The first non-laser system similar to Iron Beam was developed by the United States in 2006. This was a C-RAM version of the Phalanx ship-mounted missile defense system. The C-RAM Phalanx was intended to protect large bases in Iraq and Afghanistan from mortar and rocket attack. The original Phalanx was a 20mm cannon designed to defend American warships against anti-ship missiles. Phalanx does this by using a radar that immediately starts firing at any incoming missile it detects. The C-RAM Phalanx system has its software modified to detect smaller objects (like 82mm mortar shells). This capability came about when it was discovered that the original Phalanx could take out incoming 155mm artillery shells. This capability is what led to the 2006 C-RAM Phalanx.
The first C-RAM was sent to Iraq in late 2006 to protect the Green Zone (the large area in Baghdad turned into an American base). It was found that C-RAM could knock down 70-80 percent of the rockets and mortar shells fired within range of its cannon. It took about a year to develop C-RAM, and another version, using a high-powered laser, instead of the 20mm gun, was soon in development. The laser powered version is still in development.

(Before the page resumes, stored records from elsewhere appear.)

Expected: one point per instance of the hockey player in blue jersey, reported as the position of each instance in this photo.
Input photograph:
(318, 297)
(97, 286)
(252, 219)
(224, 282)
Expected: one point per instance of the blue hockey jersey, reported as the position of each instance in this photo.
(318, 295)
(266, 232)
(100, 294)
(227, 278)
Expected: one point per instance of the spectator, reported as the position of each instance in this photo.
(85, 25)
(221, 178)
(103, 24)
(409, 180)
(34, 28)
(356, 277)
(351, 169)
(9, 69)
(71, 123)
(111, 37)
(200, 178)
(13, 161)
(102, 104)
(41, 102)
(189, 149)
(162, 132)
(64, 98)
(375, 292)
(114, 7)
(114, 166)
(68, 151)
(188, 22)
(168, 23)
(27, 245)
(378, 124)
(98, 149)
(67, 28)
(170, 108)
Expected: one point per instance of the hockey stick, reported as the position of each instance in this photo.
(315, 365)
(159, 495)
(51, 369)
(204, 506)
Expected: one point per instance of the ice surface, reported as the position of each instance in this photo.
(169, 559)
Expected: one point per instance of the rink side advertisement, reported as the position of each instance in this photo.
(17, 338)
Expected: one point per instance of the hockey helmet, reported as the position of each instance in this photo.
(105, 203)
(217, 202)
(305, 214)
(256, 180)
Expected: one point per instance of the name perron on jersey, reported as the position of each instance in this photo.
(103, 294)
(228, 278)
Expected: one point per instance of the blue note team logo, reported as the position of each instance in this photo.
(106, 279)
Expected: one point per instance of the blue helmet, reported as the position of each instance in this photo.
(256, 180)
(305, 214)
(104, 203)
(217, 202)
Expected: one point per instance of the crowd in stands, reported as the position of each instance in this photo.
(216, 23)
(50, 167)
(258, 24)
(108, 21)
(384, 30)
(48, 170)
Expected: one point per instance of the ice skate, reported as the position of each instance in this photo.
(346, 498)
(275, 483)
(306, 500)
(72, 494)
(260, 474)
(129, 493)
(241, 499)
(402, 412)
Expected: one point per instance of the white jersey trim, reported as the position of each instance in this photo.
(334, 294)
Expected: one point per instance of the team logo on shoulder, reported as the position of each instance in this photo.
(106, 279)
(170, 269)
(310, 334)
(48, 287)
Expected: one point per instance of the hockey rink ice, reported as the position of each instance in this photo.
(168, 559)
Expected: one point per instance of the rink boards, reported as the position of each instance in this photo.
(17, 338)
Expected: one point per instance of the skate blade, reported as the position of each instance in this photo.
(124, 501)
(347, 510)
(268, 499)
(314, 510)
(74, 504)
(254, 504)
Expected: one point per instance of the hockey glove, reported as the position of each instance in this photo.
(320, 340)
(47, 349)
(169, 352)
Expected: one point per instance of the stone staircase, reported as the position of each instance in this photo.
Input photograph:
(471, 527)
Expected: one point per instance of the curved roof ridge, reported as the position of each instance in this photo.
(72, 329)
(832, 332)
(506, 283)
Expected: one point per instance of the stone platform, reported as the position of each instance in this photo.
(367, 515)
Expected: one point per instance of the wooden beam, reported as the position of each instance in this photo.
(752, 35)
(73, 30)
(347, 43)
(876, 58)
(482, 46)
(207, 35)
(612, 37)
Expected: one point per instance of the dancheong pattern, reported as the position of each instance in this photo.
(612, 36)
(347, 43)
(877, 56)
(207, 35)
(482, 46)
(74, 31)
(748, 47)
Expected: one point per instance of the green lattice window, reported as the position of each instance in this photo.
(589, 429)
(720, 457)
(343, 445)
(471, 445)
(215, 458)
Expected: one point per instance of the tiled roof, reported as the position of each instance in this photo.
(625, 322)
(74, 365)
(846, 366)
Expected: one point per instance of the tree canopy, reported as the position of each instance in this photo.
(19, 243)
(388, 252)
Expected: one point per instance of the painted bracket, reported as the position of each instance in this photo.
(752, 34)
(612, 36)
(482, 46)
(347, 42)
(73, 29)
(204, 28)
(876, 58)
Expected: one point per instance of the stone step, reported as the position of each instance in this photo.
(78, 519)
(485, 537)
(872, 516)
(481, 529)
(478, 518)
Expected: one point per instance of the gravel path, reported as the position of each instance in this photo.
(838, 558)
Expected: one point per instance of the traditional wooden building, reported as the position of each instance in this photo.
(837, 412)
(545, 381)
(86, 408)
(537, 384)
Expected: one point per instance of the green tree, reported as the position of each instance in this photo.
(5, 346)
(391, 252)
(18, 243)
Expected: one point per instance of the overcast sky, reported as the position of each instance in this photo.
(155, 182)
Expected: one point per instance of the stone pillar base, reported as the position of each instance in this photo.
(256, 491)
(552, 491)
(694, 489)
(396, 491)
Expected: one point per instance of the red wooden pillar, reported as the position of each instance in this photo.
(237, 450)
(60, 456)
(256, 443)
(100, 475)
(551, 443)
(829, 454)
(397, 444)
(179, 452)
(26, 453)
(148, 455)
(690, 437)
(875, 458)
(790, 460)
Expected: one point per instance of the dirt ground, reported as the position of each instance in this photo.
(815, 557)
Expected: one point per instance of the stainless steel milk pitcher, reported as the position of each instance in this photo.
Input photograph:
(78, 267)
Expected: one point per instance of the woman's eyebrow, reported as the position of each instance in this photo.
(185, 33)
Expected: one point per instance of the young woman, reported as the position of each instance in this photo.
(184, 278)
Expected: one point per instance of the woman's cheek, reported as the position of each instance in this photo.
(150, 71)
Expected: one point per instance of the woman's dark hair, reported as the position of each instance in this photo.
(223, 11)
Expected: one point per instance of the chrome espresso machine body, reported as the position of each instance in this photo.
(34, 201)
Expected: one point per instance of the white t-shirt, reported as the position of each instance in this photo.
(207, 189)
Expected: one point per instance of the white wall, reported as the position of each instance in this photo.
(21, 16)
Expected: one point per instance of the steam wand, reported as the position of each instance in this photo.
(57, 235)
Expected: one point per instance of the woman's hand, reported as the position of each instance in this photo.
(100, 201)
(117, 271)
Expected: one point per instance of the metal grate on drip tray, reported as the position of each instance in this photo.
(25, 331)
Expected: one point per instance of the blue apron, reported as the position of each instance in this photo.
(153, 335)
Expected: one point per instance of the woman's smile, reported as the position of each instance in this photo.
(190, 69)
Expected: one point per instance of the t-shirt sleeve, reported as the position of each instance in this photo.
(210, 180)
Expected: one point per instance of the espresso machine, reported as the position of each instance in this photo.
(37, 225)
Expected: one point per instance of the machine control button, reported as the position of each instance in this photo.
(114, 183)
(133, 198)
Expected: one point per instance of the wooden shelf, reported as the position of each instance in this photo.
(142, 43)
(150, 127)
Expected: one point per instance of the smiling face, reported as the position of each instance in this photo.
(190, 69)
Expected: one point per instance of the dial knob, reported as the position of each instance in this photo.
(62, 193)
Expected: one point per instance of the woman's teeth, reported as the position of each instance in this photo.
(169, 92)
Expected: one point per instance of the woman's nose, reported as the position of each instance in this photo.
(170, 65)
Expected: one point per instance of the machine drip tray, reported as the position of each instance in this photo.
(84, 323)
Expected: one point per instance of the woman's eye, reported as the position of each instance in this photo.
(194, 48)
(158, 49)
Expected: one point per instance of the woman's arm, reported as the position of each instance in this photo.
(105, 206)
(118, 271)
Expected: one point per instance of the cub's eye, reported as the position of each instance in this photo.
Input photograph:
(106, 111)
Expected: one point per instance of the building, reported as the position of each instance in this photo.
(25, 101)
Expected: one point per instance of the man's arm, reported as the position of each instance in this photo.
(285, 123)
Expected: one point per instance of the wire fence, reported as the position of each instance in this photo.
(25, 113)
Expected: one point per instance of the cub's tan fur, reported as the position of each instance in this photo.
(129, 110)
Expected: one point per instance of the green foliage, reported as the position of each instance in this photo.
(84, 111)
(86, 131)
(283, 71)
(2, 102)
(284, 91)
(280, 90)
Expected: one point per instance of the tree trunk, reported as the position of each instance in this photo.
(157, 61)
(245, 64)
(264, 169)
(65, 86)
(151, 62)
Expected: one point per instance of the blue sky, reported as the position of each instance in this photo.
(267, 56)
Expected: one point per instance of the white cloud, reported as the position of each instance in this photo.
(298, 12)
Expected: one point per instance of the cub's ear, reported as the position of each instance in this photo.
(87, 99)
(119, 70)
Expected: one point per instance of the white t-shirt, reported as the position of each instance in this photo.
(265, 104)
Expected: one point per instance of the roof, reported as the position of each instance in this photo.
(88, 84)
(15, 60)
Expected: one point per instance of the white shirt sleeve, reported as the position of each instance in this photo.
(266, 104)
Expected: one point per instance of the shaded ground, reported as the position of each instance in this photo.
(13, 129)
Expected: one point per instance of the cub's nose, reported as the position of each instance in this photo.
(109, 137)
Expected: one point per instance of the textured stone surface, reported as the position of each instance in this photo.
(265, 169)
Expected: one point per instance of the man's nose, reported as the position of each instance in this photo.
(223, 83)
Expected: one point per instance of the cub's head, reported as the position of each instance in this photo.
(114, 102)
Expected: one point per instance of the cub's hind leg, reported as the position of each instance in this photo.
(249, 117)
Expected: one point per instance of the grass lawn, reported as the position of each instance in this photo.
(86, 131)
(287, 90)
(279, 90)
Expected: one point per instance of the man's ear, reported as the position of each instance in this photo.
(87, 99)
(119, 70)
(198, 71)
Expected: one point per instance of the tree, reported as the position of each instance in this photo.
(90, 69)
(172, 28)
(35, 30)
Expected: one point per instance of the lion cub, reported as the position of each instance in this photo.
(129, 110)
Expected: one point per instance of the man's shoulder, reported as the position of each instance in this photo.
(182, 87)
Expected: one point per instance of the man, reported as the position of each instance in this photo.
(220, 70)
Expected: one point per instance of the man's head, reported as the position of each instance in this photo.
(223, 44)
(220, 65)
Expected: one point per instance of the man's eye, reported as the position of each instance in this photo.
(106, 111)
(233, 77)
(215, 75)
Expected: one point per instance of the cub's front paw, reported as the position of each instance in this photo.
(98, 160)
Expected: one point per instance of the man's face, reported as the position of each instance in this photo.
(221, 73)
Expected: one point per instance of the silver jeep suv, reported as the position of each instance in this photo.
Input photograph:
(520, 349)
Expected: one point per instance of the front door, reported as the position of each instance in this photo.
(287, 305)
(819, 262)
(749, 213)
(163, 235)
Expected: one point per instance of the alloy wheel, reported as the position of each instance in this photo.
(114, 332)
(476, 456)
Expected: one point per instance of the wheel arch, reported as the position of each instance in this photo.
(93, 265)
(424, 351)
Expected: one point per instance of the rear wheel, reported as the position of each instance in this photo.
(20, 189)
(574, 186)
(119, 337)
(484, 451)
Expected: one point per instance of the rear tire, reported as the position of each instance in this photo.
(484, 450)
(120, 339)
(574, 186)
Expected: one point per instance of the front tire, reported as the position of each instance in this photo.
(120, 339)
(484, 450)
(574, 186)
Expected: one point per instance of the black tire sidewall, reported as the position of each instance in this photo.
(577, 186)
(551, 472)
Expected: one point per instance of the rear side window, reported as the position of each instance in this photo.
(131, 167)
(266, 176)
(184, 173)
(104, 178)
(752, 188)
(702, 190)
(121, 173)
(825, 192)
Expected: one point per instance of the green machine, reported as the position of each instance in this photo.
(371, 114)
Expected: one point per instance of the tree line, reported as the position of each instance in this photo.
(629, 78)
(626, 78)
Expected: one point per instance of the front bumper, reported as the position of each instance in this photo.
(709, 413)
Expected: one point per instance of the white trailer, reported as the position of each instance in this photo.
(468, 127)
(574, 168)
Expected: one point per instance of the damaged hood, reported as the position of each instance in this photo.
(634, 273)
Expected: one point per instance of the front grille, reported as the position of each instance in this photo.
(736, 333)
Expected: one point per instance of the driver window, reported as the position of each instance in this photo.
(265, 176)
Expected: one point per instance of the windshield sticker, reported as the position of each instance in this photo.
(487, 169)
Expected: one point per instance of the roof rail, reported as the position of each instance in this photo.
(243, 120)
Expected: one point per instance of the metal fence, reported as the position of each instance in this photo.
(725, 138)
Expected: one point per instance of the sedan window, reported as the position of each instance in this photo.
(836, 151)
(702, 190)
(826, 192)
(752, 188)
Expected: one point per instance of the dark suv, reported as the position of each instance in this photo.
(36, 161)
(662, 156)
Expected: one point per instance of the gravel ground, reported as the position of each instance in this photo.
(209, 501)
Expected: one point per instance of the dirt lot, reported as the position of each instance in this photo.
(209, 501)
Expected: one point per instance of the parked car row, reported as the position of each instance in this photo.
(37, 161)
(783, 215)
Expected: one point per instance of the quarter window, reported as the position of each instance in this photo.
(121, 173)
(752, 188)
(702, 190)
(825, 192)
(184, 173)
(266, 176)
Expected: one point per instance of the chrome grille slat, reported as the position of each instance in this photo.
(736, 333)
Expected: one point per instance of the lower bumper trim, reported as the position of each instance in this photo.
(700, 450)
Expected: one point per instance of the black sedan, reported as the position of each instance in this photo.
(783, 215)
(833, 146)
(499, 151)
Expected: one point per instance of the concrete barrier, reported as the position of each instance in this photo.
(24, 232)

Other modifications included linking Phalanx to the Lightweight Counter Mortar Radar and Q-36 Target Acquisition Radar. When these radars detect incoming fire, C-RAM Phalanx points toward the incoming objects and prepares to fire at anything that comes within range (about 2,000 meters) of its 20mm cannon. Phalanx uses high explosive 20mm shells that detonate near the target spraying it with fragments. By the time these fragments reach the ground, they are generally too small to injure anyone. The original Phalanx used 20mm depleted uranium shells, to slice through incoming missiles. Phalanx fires shells at the rate of 75 per second. Another advantage of C-RAM Phalanx, is that it makes a distinctive noise when firing, warning people nearby that a mortar or rocket attack is underway, giving people an opportunity to duck inside if they are out and about.
Iron Beam eliminates the risk of shells not going off in the air and falling to ground or the small chance of anyone (especially children) being hit by the small fragments and injured. Perhaps the best thing Iron Beam has going for it is the impressive track record of Israel in developing anti-aircraft weapons. The Israeli Iron Dome anti-rocket system has been heavily used since 2011 and Israeli work on its Arrow anti-ballistic missile system is considered world-class.